Die "Majelis Ulama Indonesia" (MUI), eine Organisation konservativer Islamgelehrter, veröffentlichte im Jahr 2005 eine Fatwa (islamisches Rechtsgutachten), in der die Ahmadiyah als "eine Gruppe auf dem Irrweg" bezeichnet wird.
Seither ist die Gemeinschaft zur Zielscheibe für islamische Hardliner geworden. Gegenüber Qantara.de äußerte der Sprecher der indonesischen Ahmadiyah-Gemeinde, Mubarik Ahmad, dass die Mitglieder nun häufig Einschüchterungsversuchen und Terror ausgesetzt seien.

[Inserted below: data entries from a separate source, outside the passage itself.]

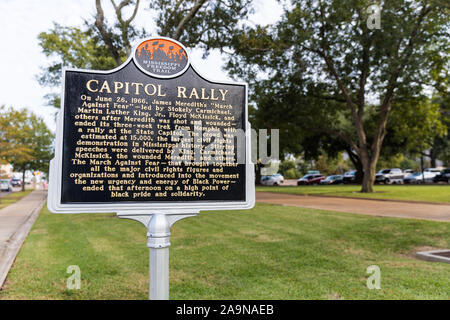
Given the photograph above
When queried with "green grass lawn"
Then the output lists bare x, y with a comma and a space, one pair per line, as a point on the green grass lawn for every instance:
12, 197
429, 193
269, 252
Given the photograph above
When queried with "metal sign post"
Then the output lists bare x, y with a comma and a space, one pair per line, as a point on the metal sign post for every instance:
158, 232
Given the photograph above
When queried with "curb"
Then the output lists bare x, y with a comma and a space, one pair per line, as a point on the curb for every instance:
14, 244
360, 198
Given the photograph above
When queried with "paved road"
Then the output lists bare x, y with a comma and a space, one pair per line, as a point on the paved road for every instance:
438, 212
16, 221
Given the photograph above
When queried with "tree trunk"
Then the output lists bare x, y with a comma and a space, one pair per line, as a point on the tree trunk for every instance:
369, 163
368, 179
23, 180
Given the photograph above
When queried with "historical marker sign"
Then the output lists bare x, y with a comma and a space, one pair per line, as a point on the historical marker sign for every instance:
151, 134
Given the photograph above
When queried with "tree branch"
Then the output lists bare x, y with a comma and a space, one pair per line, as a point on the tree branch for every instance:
106, 36
180, 28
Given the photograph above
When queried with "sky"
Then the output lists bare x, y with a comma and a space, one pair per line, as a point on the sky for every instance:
21, 58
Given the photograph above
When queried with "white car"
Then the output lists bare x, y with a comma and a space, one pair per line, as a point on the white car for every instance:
417, 178
274, 180
5, 185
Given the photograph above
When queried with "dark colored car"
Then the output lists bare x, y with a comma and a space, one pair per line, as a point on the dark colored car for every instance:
16, 182
443, 176
394, 175
336, 179
310, 179
349, 177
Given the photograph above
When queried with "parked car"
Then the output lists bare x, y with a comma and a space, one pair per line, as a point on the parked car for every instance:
394, 175
417, 178
408, 172
279, 176
336, 179
5, 185
443, 176
16, 182
349, 177
310, 179
274, 180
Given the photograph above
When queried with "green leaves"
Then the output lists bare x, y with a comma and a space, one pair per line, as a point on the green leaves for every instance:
25, 140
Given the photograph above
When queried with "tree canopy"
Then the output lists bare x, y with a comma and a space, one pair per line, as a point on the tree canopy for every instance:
103, 42
322, 53
25, 140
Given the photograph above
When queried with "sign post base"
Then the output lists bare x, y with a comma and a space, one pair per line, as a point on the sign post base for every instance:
158, 225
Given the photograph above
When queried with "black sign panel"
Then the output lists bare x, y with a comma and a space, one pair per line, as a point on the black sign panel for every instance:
118, 138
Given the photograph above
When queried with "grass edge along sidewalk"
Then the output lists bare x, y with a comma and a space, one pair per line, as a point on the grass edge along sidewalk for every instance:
269, 252
16, 221
412, 193
13, 197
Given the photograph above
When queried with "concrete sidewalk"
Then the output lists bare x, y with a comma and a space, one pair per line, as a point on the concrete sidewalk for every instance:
16, 221
381, 208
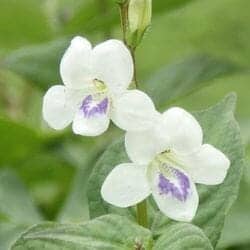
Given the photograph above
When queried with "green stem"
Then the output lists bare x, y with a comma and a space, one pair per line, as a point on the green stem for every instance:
124, 26
142, 217
103, 8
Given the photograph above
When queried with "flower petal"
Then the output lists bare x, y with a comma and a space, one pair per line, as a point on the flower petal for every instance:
183, 129
207, 166
126, 185
133, 111
143, 146
56, 110
113, 64
174, 192
92, 117
75, 66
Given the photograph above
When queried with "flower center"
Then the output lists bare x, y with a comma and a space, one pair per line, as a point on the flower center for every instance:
170, 179
96, 103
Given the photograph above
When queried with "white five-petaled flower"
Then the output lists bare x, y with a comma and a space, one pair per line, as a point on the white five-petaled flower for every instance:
167, 161
95, 91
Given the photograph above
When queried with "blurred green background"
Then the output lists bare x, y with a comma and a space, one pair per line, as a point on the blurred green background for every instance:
199, 50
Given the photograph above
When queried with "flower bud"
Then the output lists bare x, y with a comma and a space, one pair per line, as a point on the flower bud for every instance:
139, 19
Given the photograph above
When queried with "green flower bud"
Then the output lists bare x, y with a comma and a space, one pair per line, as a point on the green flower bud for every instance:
139, 19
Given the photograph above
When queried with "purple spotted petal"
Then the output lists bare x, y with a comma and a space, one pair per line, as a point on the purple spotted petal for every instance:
90, 108
178, 188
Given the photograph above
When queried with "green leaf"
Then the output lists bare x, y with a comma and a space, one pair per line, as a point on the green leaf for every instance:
17, 211
181, 236
19, 140
9, 233
22, 22
180, 79
237, 224
224, 133
169, 5
215, 201
15, 204
109, 232
39, 63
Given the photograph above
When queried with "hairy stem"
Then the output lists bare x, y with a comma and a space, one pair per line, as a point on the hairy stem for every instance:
124, 27
142, 216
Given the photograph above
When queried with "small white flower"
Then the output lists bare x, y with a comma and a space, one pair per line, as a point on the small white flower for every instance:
167, 161
95, 90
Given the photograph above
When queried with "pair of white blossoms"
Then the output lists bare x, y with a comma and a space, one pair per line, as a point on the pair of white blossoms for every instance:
166, 150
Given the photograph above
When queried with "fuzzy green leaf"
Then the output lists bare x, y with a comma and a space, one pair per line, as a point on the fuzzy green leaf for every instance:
183, 236
111, 232
180, 79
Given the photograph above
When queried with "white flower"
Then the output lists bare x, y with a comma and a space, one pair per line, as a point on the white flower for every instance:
95, 90
167, 161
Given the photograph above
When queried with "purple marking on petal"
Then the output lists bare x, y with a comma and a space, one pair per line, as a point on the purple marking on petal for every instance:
91, 108
179, 191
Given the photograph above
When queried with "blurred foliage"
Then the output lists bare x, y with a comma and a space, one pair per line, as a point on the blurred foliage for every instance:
196, 51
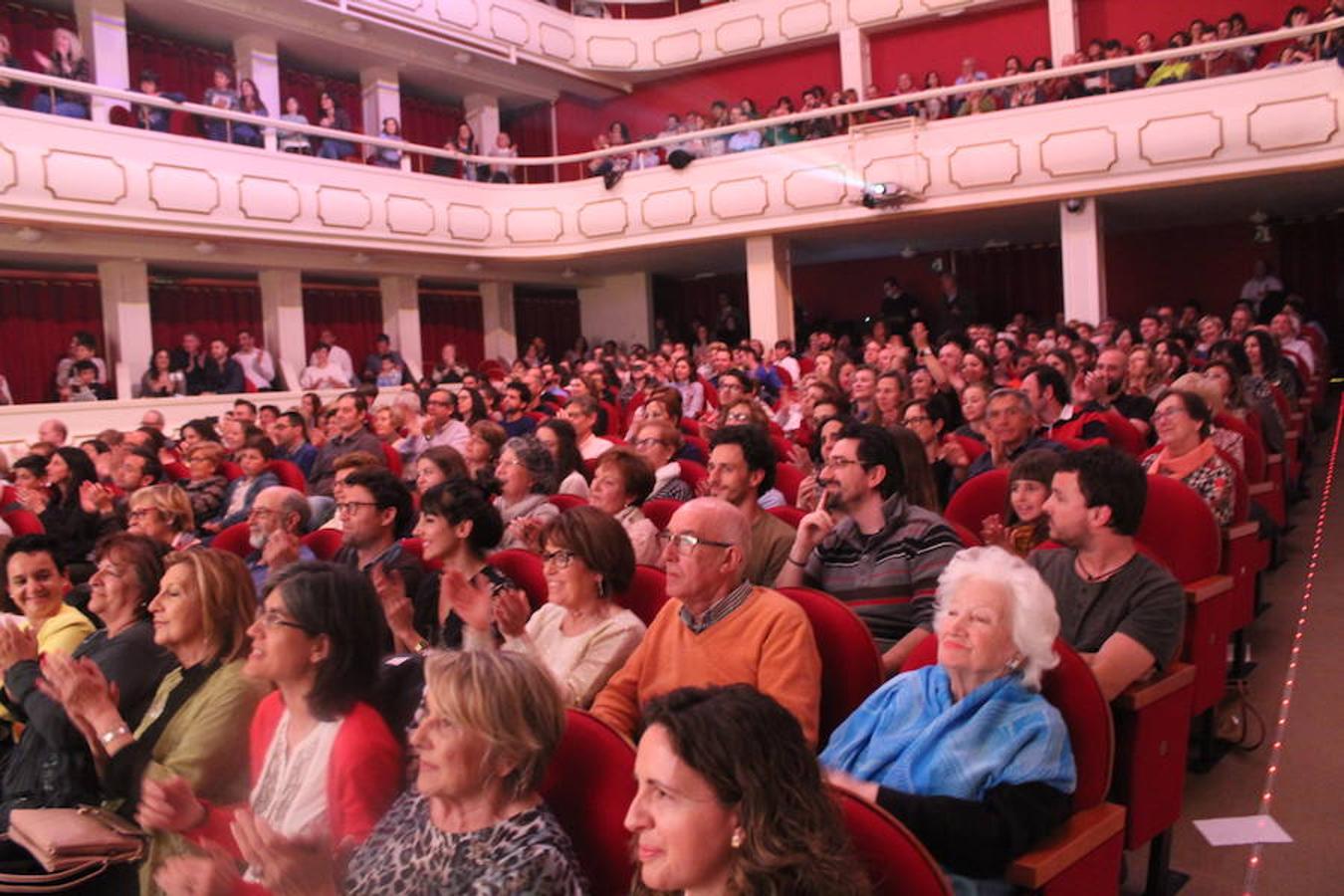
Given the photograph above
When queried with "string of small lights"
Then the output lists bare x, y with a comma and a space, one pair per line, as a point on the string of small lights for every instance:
1252, 862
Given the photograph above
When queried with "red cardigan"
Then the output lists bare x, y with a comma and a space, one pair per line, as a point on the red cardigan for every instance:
363, 778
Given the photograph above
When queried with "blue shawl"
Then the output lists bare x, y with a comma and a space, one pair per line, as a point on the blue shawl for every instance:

Kurze Zeit nach der Veröffentlichung der Fatwa der MUI wurde das Hauptquartier der Ahmadiyah-Gruppe von Tausenden von Menschen angegriffen und zerstört. Die indonesische Regierung ergriff jedoch keine konsequenten Maßnahmen gegen die Täter, sondern entschloss sich zur Schließung der Zentrale der Bewegung. Mindestens drei Gouverneure und sieben Amtsträger im Rang eines Landrates oder Bürgermeisters sprachen ein Verbot der Ahmadiyah aus.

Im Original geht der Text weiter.